OVER the years, China has been a paradise for all sorts of con artists from home and abroad, who have caused enormous losses to the Chinese people. The combination of the people’s accumulating wealth and the lack of precaution makes Chinese people some of the most vulnerable victims of chicaneries.

One of the latest victims was a woman in Chengdu, capital of Sichuan Province. One day last October, she entered a police station and asked the officers when they would unfreeze her money amounting to 9.6 million yuan (US$1.42 million).

Puzzled officers soon uncovered a multinational telecom fraud that swindled the woman out of the whopping sum of money.

The operation of the scheme was unbelievably complex. The owner and mastermind of the fraud ring is a native Taiwanese and he manipulated the whole scam in Taiwan while the operation center was in a farmhouse in India’s Gujarat State.

The operators approaching victims were from Taiwan and the Chinese mainland, who worked day and night to prey on unguarded victims by impersonating police, judges, procurators and other public employees so that they could entrap prey more easily.

In the woman’s case, the cheaters succeeded in convincing the woman that she had been involved in a fraudulent case and then tricked her into filing a report to the fake police, who, in turn, step by step, eventually cheated her of the money.

Working with Indian police, Sichuan police busted 51 suspects, thus smashing the scam ring.

Despite the vicious nature of the case, it was insignificant in terms of the amount of money and the number of victims involved compared to another staggering case of fraud.

Zhang Xuejiao, a pretty girl born in 1991, absconded on the early morning of June 11 with stolen money possibly totaling over 30 billion yuan. She acted as general agent of IGOFX in China and had lured over 400,000 investors before the collapse of the Ponzi scheme.

IGOFX is a mysterious entity. After searching around for information on who owns it, who originally founded it, when/where it was created, etc., I came up empty-handed.

Available information shows that the company is listed as a “dealer in securities” under the name of “IGO Global Limited” over in Vanuatu and it used the services of a shell company in order to officially register with the Vanuatu Financial Services Commission.

More ominously, a whopping 55 percent of all traffic that heads to the IGOFX website comes out of Malaysia, a country proven to be a breeding ground for MLM (multi-level marketing) schemes. Zhang’s husband is Malaysian and very likely the evil couple are hiding in that country.

Like other Ponzi schemes, IGOFX’s “marketing strategy” is MLM or pyramid selling, in which the sales force is compensated not only for sales they generate, but also for the sales of the other salespeople they recruit. That’s why over 400,000 people were lured within a short period of time by the generous returns touted by the cheaters.

With the collapse of “the castle in the sky,” desperate and angry victims gathered before the public security agencies, demanding the arrest of the criminals and retrieval of their losses.

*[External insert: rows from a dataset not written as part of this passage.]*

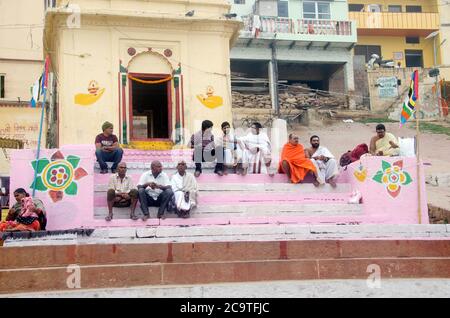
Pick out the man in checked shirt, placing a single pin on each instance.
(121, 192)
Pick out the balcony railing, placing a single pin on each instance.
(298, 26)
(396, 20)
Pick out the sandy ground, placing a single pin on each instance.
(434, 148)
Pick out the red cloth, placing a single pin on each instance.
(358, 152)
(299, 164)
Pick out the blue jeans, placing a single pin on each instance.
(103, 157)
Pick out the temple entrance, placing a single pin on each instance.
(150, 108)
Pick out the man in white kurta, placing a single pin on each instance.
(184, 187)
(323, 159)
(257, 151)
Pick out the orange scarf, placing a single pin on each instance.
(299, 164)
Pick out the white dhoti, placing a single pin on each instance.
(257, 154)
(185, 192)
(325, 169)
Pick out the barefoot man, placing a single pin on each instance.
(324, 161)
(295, 164)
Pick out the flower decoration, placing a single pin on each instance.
(58, 176)
(393, 177)
(360, 173)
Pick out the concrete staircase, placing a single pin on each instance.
(109, 265)
(234, 199)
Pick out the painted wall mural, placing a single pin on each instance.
(58, 176)
(392, 177)
(210, 100)
(94, 94)
(360, 173)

One victim tried to end her own life.

Despite the authorities’ efforts to curb rampant fraud, the crime has yet to be contained.

Above all, any nonbanking financial activities, such as fundraising, lending and securities, must be placed under strict regulation and oversight. Without approval, any of such activities is illegal and must be banned.

It’s beyond my ken how the IGOFX fraud was capable of snowballing to such a huge scale without being investigated and how the culprits managed to escape so easily. It seems that regulation exists only in name.

Emphasis must be placed on prevention, early warning and nipping at the bud. The key to successful prevention is the surveillance and disclosure of suspect activities. The adoption of technologies like big data and cloud computing make the job much easier.

IGOFX had been in operation for quite a while in China before it was broken up, so it is obviously the responsibility of the watchdogs for failing to avoid the disaster. After all, it’s hard for individuals to recognize professional scammers.